Miss Gollop supposed that she read her patient's heart.
"'Tis your own soul you must seek to save, Mr. Baskerville. None can save our souls but ourselves. And as for time, thanks to the rivers of blood Christ shed, there's always time for a dip in 'em. You're well thought on. But that's nought. 'Tis the bird's-eye view the Almighty takes that will decide. And our conscience tells us what that view's like to be. 'Tis a good sign you be shaken about it. The best sort generally are. I've seen an evil liver go to his doom like a babby dropping asleep off its mother's nipple; and I've seen a pious saint, such as my own father was, get into a terrible tear at the finish, as if he seed all the devils in hell hotting up against his coming."
She ministered to the sick man, then sat down and droned on again. But he was not listening; his strength had nearly gone, his gaiety had vanished for ever. Not a smile was left. The next world at this juncture looked inexpressibly vain and futile. He cared not a straw about it. He was only concerned with his present environment and the significance of passing from it at this juncture.
"Run out—all run out!" he whispered to himself.

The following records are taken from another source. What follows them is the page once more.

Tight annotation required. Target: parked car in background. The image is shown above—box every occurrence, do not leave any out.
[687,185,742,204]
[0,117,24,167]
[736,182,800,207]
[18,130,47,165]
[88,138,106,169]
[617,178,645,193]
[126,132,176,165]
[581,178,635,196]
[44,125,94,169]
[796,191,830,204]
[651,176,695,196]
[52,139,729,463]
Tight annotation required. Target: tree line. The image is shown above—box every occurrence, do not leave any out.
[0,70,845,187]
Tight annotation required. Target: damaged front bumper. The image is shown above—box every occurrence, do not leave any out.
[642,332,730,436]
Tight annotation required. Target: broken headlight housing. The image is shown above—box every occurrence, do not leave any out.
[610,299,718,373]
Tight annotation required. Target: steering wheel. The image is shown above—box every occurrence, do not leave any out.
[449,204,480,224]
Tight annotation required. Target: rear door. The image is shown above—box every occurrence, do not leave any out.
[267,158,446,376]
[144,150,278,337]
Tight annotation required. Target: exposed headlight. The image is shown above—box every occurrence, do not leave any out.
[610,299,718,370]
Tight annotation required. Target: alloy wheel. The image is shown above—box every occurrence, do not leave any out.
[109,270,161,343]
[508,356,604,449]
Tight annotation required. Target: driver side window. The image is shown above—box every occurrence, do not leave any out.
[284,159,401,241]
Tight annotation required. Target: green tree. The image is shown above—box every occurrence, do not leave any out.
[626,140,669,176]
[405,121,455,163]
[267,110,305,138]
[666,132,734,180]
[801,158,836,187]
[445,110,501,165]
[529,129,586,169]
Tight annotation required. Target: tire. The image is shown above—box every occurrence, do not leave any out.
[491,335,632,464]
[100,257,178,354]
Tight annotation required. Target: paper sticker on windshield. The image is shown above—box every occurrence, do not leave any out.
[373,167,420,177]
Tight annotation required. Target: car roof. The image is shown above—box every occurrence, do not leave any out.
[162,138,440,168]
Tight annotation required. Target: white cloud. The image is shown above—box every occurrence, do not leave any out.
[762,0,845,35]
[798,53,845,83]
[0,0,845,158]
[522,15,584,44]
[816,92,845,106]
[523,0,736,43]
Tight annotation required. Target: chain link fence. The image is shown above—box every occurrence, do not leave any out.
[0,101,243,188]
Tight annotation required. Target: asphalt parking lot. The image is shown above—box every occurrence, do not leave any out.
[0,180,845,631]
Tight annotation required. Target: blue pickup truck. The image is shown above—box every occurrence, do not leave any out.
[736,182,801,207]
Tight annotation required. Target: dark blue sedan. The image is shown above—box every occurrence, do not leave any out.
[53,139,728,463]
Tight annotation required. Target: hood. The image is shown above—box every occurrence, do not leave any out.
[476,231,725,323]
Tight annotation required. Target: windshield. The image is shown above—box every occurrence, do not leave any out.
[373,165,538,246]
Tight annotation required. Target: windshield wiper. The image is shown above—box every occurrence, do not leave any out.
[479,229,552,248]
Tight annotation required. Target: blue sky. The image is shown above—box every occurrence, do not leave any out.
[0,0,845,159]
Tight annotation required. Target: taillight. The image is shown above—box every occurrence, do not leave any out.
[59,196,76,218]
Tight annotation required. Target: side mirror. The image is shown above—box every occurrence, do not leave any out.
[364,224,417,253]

Would there be no final parenthesis of strength to deal with the manifold matters now tumbling to chaos? Was the end so near? He brushed aside lesser things and began to think of the one paramount obligation.
"Why don't she come? Why don't she come?" he whispered; but Miss Gollop did not hear him.
This was a sort of moment when she felt the call of her faith mighty upon her. She had often inopportunely striven to drag a dying's man's mind away from earth to the spectacle of heaven and the immense difficulty of winning it.
"How many houses have you got, Mr. Baskerville?" she asked abruptly; and in a mechanical fashion he heard and answered her.
"Six—two here and four at Bickleigh; at least, they can't be called mine, I'm afraid, they're all——"
"And you'd give the lot for one little corner in a heavenly mansion—wouldn't you, Mr. Baskerville?"